Zypkin verschränkt darin zwei Reiseerlebnisse: Zum einen Dostojewskis Reise mit seiner zweiten Frau Anna Grigorjewna nach Deutschland. Grundlage für die intime Schilderung der Reiseerlebnisse und des Zusammenlebens des Ehepaars Dostojewski ist Anna Grigorjewnas stenographisches Tagebuch. Den - durchaus autobiographischen - Erzähler schickt Zypkin ebenfalls auf eine Reise. Mit dem Zug fährt er in den 1970er Jahren von Moskau nach Leningrad. Seine Reiselektüre ist eben jenes transkribierte Tagebuch.

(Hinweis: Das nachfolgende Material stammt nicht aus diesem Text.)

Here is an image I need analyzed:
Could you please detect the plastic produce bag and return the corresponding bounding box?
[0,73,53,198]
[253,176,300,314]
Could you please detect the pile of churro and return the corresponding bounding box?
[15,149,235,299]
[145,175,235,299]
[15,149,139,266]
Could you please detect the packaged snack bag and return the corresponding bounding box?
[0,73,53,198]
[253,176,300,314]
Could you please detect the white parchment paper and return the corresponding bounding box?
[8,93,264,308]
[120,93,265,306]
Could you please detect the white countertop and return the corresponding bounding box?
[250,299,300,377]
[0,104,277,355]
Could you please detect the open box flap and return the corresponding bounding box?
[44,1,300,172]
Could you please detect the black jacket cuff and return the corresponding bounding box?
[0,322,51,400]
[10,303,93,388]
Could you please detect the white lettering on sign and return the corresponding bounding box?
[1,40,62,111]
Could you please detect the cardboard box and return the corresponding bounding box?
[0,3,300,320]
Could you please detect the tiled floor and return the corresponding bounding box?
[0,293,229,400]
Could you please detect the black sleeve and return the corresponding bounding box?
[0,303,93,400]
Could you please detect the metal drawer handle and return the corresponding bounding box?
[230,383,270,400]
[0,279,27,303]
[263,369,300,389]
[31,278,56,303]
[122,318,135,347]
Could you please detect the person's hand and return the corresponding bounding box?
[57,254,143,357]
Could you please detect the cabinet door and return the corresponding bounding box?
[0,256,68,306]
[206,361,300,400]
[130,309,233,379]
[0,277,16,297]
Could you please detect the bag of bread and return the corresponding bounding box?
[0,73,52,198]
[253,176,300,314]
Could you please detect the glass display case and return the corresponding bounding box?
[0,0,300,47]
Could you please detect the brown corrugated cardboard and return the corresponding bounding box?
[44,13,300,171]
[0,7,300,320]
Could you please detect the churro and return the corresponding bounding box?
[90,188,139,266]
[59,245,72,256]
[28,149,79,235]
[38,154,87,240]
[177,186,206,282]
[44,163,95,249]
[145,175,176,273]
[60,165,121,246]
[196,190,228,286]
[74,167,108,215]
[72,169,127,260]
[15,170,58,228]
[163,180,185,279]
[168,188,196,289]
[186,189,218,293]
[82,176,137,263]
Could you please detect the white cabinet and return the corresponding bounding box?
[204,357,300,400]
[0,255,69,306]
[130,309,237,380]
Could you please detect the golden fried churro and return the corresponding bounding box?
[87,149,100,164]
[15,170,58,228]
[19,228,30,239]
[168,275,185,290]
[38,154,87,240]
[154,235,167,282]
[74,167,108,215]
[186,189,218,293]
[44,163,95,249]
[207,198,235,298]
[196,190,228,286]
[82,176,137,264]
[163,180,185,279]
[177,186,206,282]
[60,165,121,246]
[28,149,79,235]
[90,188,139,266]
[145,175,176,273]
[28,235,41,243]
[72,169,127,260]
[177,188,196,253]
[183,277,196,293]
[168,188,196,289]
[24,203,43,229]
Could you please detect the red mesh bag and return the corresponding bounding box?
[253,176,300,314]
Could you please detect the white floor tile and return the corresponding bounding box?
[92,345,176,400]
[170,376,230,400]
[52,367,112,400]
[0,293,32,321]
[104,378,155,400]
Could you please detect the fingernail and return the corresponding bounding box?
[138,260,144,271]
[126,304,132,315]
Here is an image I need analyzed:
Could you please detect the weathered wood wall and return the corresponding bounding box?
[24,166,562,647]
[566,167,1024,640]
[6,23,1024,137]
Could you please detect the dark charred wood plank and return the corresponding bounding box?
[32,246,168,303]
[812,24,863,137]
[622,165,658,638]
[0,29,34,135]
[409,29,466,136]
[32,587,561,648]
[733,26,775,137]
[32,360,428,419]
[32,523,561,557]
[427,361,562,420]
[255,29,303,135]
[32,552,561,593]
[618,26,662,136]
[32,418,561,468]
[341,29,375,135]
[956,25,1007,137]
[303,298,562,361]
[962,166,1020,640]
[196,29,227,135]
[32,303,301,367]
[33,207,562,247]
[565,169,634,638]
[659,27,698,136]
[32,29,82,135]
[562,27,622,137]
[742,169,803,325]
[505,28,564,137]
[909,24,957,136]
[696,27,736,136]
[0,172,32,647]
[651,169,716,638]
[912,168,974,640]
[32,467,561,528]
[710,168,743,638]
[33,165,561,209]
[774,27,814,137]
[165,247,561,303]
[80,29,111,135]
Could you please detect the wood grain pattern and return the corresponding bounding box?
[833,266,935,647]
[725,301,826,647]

Unentwegt vermischt Zypkin diese beiden Realitäten. Über raffiniert konstruierte Zeitschleifen verbindet er reale Reiseeindrücke mit Figuren aus Dostojewskis Romanen. Kunstbetrachtungen gehen über in Porträts der Städte Moskau und St. Petersburg im 19. und 20. Jahrhundert. Reflexionen des Erzählers über Dostojewskis Antisemitismus wechseln ab mit dessen Halluzinationen.

In einem höchst virtuosen Balanceakt gelingt Zypkin eine fiktionale Nachbildung von Dostojewskis krisenhaftem Leben. Baden-Baden ist für Dostojewski Fluchtpunkt und Alptraum. Einen Sommer lang versucht er, sich im Kasino der Stadt durch das Glückspiel zu sanieren. Er überwirft sich mit Turgenjew, hat epileptische Anfälle. Streit und Versöhnung mit der Ehefrau wechseln ab mit traumatischen Erinnerungen an sein Sträflingsdasein oder größenwahnsinnigen Fantasien. Wer Nicolas Cage in "Leaving Las Vegas" gesehen hat, weiß, wie es Dostojewski in Baden-Baden ging.

Leonid Zypkin hat einen eigenwilligen, außergewöhnlich vielschichtigen Text geschaffen: eine Hommage an die Schlüsselfigur der russischen Kultur, eine psychologische Studie über Erniedrigte und Beleidigte, eine tiefgründige Reflexion über universelle Fremdenfeindlichkeit und jüdische Existenz in der Sowjetunion. Ein bescheidenes, nichtsdestotrotz kraftvolles Bezeugen menschlicher Existenz. Sprachlich bestechend, poetisch, assoziativ und stringent.

Leonid Zypkin: Ein Sommer in Baden-Baden
Mit einer Einführung von Susan Sontag.
Aus dem Russischen von Alfred Frank.